Como bem diz o Salmo 19:1:

“Os céus declaram a glória de Deus e o firmamento anuncia a obra das suas mãos.”

  • A Lição: Desprezar a Deus é desprezar a nossa própria origem e o nosso Criador.

2. Superioridade e Exclusividade

Deus se apresenta de forma exclusiva. Ele exclui tudo mais que a humanidade chamava de “deus” e se coloca como Único, Dono, Soberano e Senhor de tudo, justamente por ser o Criador de tudo. Elohim é o Deus Criador com a plenitude dos atributos divinos. Por isso, colocar outros supostos deuses no lugar Dele é idolatria e pecado.

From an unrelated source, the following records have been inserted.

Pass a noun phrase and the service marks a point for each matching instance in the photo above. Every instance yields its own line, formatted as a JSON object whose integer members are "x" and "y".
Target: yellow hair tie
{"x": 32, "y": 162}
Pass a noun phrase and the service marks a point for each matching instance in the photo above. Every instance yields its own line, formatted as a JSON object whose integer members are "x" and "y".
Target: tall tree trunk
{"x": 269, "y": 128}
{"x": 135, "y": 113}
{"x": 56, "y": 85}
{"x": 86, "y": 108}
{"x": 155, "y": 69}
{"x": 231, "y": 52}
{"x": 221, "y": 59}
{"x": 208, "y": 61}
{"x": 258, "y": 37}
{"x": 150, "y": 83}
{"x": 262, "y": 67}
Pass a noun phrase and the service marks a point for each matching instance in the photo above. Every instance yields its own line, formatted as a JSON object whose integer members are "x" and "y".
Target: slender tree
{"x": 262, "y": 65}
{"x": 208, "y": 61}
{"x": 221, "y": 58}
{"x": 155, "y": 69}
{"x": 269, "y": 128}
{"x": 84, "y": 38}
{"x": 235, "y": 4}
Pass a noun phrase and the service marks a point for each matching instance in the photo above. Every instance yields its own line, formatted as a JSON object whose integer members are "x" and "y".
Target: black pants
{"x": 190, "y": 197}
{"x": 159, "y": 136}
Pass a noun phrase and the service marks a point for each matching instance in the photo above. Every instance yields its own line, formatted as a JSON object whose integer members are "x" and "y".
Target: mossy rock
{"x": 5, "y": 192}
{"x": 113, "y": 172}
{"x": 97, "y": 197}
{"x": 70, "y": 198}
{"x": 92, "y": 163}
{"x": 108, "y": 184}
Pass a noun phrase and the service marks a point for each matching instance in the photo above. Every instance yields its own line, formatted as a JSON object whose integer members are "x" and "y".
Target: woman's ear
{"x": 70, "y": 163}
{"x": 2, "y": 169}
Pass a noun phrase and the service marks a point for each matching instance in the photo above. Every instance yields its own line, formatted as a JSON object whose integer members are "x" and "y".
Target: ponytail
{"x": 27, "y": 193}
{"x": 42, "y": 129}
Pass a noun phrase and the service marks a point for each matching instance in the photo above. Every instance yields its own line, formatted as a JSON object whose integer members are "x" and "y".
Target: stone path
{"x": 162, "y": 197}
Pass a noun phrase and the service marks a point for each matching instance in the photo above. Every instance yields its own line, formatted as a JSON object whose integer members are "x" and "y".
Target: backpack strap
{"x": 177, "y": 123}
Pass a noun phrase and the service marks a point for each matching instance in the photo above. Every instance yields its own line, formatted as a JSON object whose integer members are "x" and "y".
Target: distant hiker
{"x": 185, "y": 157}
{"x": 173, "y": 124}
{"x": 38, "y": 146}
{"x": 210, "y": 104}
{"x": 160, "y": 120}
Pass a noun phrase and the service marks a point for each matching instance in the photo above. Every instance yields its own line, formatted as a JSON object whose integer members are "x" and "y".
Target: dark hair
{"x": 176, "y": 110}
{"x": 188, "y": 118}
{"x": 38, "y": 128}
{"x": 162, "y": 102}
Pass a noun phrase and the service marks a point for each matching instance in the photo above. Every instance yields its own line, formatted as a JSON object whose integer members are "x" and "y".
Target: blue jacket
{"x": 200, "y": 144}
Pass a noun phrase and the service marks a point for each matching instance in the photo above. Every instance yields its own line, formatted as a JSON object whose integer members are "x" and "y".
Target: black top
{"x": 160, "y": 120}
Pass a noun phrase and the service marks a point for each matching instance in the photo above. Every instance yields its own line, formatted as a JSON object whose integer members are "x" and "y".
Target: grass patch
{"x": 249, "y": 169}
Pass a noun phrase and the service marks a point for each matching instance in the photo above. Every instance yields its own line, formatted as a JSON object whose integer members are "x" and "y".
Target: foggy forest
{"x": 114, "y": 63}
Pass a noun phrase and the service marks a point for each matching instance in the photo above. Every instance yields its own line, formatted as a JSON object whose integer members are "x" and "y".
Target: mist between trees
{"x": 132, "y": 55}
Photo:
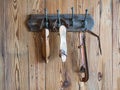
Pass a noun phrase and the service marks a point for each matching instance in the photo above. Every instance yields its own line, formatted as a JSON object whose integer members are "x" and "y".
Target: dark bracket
{"x": 74, "y": 23}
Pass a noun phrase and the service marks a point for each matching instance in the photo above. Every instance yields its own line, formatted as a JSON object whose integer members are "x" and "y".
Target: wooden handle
{"x": 63, "y": 43}
{"x": 84, "y": 65}
{"x": 45, "y": 45}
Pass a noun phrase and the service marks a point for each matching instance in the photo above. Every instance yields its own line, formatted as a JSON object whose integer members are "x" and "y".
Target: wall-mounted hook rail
{"x": 62, "y": 23}
{"x": 73, "y": 22}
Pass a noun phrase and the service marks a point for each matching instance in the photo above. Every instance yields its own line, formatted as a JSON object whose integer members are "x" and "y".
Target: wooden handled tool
{"x": 63, "y": 43}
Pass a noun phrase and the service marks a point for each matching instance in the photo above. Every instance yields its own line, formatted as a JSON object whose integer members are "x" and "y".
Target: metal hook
{"x": 90, "y": 32}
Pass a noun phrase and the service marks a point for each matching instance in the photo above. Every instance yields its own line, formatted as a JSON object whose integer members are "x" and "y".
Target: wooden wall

Veja o que diz o livro do Profeta Isaías (45:5-6):

“Eu sou o Senhor, e não há outro; fora de mim não há Deus; eu te cingirei, ainda que tu não me conheças; para que se saiba desde o nascente do sol, e desde o poente, que fora de mim não há outro; eu sou o Senhor, e não há outro.”


Conclusão

Creia em Elohim como o único Deus verdadeiro e em Jesus, a quem Ele enviou para nos salvar. A essência da nossa fé e o caminho para a eternidade estão resumidos nas palavras do próprio Cristo em João 17:3:

“E a vida eterna é esta: que te conheçam, a ti só, por único Deus verdadeiro, e a Jesus Cristo, a quem enviaste.”